Arrow — tanıtım
1.496 yorum rpdi 29 Aralık 2012 21:10
Televizyona uyarlanan süper kahraman hikayelerinin son yıllarda pek tutmadığı bir gerçek. Fakat The CW bu duruma inat, büyük masraflar yapmaktan kaçınmayarak, yıldız isimleri kadrosuna katarak, müthiş tanıtım kampanyaları yapmaktan çekinmeyerek, kısacası gümbür gümbür bir şekilde, 14 Ekim 2012’de karşımıza Arrow‘u çıkardı.
Dizimiz Batman, Superman, Green Lantern, Jonah Hex, Watchmen, Wonder Woman gibi bilindik süper kahramanları da bünyesinde bulundıran DC Comics‘in Green Arrow (Yeşil Ok) çizgi romanından uyarlanıyor. Green Arrow, giyim tarzı, kullandığı savaş aletleri, kendine özgü bir adalet sistemi yaratmasıyla Robin Hood‘u aşırı derecede andıran bir kahraman.
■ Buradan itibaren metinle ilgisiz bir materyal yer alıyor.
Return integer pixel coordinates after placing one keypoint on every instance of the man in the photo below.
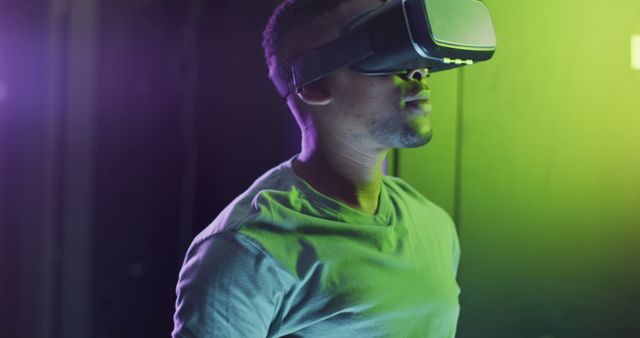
(325, 245)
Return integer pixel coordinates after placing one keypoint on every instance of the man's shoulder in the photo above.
(245, 209)
(402, 190)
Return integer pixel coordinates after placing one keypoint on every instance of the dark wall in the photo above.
(185, 120)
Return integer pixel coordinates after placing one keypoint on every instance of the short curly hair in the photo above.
(293, 25)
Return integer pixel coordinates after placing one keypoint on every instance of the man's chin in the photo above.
(415, 140)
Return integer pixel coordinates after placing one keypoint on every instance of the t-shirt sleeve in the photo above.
(456, 252)
(227, 287)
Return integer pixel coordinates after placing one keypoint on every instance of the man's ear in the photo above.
(316, 93)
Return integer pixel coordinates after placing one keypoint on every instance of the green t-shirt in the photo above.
(285, 260)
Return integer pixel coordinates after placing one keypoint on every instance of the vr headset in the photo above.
(398, 36)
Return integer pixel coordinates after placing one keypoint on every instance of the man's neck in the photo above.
(342, 173)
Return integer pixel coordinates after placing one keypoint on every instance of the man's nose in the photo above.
(416, 74)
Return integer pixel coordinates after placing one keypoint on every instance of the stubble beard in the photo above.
(398, 132)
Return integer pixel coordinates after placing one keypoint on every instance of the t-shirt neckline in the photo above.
(339, 209)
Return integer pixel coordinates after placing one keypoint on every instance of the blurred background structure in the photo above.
(126, 126)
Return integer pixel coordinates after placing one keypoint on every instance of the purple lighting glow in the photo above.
(4, 91)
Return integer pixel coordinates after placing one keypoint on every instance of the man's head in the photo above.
(374, 112)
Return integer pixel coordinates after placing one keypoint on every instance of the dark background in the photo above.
(125, 128)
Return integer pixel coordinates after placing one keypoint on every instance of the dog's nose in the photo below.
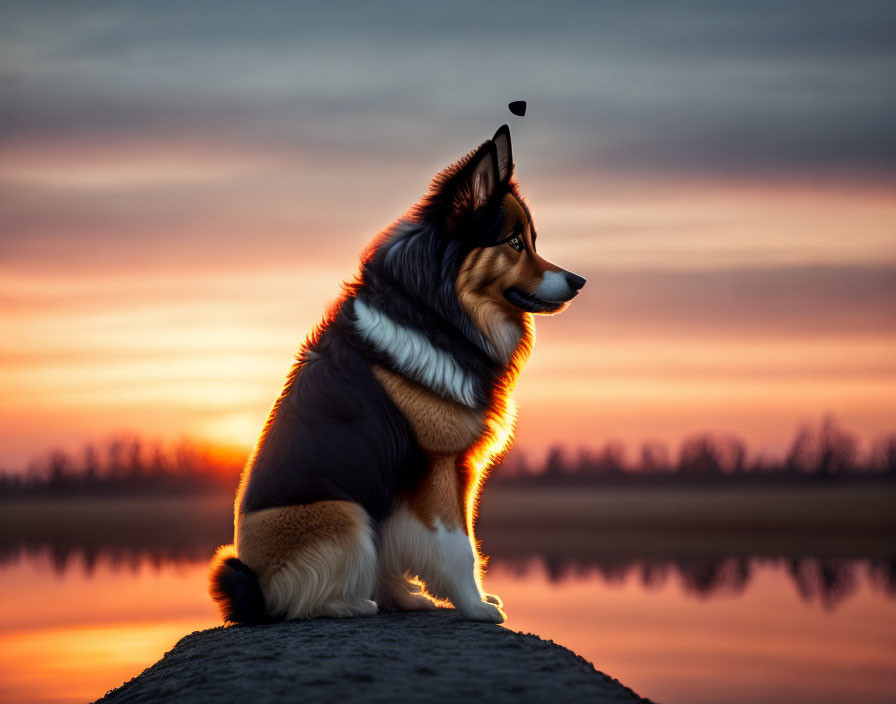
(574, 281)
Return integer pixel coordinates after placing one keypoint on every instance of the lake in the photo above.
(678, 620)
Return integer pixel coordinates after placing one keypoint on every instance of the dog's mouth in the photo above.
(533, 304)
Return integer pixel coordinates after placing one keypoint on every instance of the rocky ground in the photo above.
(402, 657)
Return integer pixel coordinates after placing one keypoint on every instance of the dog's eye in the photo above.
(516, 243)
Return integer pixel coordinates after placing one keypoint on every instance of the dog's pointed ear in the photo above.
(484, 175)
(504, 152)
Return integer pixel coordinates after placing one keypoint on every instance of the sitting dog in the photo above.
(361, 491)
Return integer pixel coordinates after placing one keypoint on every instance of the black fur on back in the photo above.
(334, 433)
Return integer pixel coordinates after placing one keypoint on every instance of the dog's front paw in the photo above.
(483, 611)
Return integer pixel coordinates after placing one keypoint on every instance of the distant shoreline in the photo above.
(823, 521)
Kendisini kanlı canlı bir insan olarak gördüğümüz ilk ve şu ana kadarki tek örnek ise Smallville. Orada toplam 72 bölüm görünen Green Arrow’u, şu aralar bir diğer The CW yenisi Emily Owens M.D.‘de yer alan Justin Hartley canlandırmıştı. Green Arrow’u 1941 yılında Aquaman’in yaratıcılarından Morton Weisinger ile Congorilla’nın yaratıcılarından George Papp’in yarattığı ve kendisinin ilk kez More Fun Comics’in 73. sayısında görücüye çıktığı da bizi pek ilgilendirmeyen bilgiler arasında.
Bence şimdi bunları bir kenara bırakalım ve modernize edilerek karşımıza sunulmuş, yeni TV dizisi Arrow‘un konusuna geçiş yapalım:
Oliver Quuin, şımarık, vurdum duymaz, kadın avcısı, playboy diye tabir edilen milyarder bir adam. Bir gün, içinde babasının ve ayarttığı sevgilisinin kız kardeşinin de bulunduğu bir yat gezisine çıkar. Bu yat gezisi, korkunç bir kazayla sonlanır ve bu kazadan sadece Oliver sağ olarak kurtulur. 5 yıl sonra Pasifik’in ücra bir köşesindeki adada bulununcaya kadar da öldüğü sanılır. 5 yıl sonra evine, yani Starling City’ye döndüğünde ise artık karşımızda eski Oliver’ı değil, adada yaşadığı sıkıntıların değiştirdiği, farklı bir Oliver’ı buluruz.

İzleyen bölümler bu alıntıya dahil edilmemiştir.